Design, który budzi uśmiech
Nowe Twingo to prawdziwa perełka stylistyczna. Jego najbardziej charakterystycznym elementem są duże przednie światła LED w kształcie podkowy , które wraz z wąskim grillem tworzą uśmiechniętą „twarz”. Sylwetka jest zaokrąglona, z kołami wypchniętymi na same rogi , co nawiązuje do oryginału i zapewnia minimalne zwisy. Mimo, że fani pamiętają pierwsze Twingo jako auto trzydrzwiowe, nowy model dla wygody jest pięciodrzwiowy, co znacznie ułatwia dostęp do tylnej kanapy.

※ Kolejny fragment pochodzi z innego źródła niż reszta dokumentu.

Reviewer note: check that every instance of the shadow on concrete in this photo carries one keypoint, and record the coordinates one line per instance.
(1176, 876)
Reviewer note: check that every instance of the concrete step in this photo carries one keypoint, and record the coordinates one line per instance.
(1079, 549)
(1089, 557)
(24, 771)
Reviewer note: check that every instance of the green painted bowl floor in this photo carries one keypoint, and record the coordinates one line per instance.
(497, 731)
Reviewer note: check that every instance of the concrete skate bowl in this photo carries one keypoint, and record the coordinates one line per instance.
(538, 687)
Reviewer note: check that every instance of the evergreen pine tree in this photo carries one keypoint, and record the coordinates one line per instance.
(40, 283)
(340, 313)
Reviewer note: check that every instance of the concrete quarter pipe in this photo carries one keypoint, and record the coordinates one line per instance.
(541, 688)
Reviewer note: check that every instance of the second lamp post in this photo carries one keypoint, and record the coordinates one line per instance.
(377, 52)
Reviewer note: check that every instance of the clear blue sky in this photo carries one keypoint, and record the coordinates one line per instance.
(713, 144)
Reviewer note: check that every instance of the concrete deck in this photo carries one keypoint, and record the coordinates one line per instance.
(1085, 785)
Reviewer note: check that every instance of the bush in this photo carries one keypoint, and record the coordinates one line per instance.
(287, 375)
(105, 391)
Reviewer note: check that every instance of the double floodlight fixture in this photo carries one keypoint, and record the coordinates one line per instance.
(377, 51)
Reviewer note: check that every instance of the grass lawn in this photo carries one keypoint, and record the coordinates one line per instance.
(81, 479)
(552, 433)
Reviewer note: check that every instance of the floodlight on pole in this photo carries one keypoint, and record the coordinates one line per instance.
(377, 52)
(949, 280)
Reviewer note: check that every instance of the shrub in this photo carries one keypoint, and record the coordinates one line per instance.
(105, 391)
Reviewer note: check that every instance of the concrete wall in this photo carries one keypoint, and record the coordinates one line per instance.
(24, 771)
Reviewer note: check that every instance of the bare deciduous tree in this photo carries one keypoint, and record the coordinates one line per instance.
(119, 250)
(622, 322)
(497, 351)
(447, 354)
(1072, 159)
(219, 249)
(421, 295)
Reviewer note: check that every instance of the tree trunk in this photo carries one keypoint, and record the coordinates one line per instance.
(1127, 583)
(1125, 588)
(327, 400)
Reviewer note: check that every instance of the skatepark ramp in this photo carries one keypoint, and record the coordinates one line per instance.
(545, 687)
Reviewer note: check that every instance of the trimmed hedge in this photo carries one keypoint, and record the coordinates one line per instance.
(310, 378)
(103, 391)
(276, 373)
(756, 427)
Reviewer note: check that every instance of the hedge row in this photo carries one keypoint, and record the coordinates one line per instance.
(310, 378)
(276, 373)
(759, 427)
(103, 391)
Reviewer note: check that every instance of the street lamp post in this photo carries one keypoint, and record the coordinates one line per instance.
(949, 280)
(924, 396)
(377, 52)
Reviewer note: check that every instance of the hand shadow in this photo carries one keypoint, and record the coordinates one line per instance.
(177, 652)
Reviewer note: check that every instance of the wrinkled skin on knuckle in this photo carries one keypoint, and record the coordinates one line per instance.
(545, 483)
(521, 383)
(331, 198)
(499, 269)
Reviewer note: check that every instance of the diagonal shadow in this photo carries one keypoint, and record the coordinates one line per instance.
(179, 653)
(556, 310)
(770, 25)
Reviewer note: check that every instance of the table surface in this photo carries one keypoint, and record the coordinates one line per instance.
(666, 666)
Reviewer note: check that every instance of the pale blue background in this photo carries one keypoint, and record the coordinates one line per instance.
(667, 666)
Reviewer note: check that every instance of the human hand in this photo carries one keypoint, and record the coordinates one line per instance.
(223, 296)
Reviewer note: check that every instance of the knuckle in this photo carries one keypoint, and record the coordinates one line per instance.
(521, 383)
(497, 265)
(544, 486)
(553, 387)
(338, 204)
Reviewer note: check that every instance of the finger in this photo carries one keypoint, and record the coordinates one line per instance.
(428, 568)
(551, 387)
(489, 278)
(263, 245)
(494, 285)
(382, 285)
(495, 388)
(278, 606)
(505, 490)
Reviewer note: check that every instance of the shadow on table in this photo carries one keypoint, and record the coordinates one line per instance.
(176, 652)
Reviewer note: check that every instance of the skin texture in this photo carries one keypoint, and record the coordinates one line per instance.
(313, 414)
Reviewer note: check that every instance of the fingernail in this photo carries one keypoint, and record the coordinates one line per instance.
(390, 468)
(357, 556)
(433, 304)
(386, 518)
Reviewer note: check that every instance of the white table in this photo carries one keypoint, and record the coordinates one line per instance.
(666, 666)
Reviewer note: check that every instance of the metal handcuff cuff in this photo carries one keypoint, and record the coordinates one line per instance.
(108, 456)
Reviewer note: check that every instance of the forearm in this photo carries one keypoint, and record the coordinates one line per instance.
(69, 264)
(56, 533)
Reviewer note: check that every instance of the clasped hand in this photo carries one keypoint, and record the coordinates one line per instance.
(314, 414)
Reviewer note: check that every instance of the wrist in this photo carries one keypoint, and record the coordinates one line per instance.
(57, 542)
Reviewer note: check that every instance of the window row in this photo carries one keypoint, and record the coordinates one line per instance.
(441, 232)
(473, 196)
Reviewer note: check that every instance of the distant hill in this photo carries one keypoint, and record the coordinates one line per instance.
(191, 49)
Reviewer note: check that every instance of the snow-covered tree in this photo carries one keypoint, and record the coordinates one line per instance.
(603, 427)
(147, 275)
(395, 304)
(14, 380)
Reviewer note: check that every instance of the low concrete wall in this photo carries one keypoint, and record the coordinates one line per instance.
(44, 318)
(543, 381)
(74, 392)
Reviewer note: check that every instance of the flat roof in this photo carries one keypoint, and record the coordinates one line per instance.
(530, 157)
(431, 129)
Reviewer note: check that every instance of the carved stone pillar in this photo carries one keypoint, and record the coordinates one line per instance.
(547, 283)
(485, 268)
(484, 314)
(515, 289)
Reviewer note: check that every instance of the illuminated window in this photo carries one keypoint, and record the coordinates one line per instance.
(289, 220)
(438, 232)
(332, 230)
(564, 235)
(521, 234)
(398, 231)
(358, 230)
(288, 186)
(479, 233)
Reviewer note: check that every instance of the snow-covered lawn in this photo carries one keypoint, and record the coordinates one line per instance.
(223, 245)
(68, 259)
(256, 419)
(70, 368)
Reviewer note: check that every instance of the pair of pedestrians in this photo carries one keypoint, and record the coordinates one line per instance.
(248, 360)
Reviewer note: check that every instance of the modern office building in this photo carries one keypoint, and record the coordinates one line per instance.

Wnętrze, choć jak przystało na auto budżetowe, wykorzystuje sporo twardych plastików, nadrabia to ciekawymi teksturami i kolorowymi panelami w kolorze nadwozia. W środku królują nowe technologie. Każdy model będzie wyposażony w siedmiocalowy cyfrowy panel wskaźników oraz dziesięciocalowy centralny ekran dotykowy z intuicyjnym systemem OpenR Link. Bezprzewodowy Apple CarPlay i Android Auto znajdą się w standardzie. Wyższe wersje zaoferują wbudowane Mapy Google i Asystenta Google , a nawet wirtualnego asystenta Reno, wspieranego przez ChatGPT.
Zaskakująca praktyczność
Sercem nowego Twingo jest bateria LFP (litowo-żelazowo-fosforanowa) – pierwsza taka w gamie Renault – o pojemności 27,5 kWh. Renault twierdzi, że to idealny kompromis między ceną a zasięgiem dla auta miejskiego. Oficjalny zasięg ma wynosić do 163 mil (ok. 262 km) , co przy średnich dziennych dojazdach rzędu 20 mil (ok. 32 km) powinno spokojnie wystarczyć na cały tydzień jazdy bez ładowania. Silnik elektryczny napędzający przednie koła generuje 82 KM mocy. Przyspieszenie od 0 do 100 km/h zajmuje 12,1 sekundy. Jednak ważniejszy w mieście jest start od 0 do 50 km/h, który zajmuje zaledwie 4 sekundy, dzięki 175 Nm momentu obrotowego dostępnego od zaraz.
Ładowanie w domu z wallboxa 7 kW do pełna zajmie mniej niż pięć godzin , a opcjonalne szybkie ładowanie DC 50 kW pozwoli uzupełnić energię od 10 do 80 procent w około pół godziny. Mimo kompaktowych wymiarów (zaledwie 3,79 m długości ), Twingo ma oferować przestrzeń godną supermini. Bagażnik ma pojemność 250 litrów, ale dzięki indywidualnie przesuwanej tylnej kanapie (o 17 cm) można go powiększyć do imponujących 360 litrów. Po złożeniu siedzeń na płasko uzyskamy ponad 1000 litrów przestrzeni.
Cena, która może namieszać na rynku
A teraz najlepsze: cena. Renault zapowiada, że nowe Twingo będzie kosztować poniżej 20 000 euro w Europie. Jeśli te zapowiedzi się potwierdzą, Twingo może stać się jednym z najtańszych aut elektrycznych na rynku. Mówi się o cenie startowej, która po uwzględnieniu ewentualnych dopłat może spaść do poziomu 50 tys. złotych. To sprawiłoby, że Twingo konkurowałoby cenowo bezpośrednio z autami spalinowymi, takimi jak Kia Picanto. Na premierę niestety będziemy musieli trochę poczekać, bo sprzedaż ma ruszyć dopiero w 2026 roku. Mimo to, nowe Renault Twingo E-Tech zapowiada się na prawdziwy hit – łączy kultowy design, nowoczesne technologie i, co najważniejsze, przystępną cenę, której tak bardzo brakuje w świecie elektromobilności.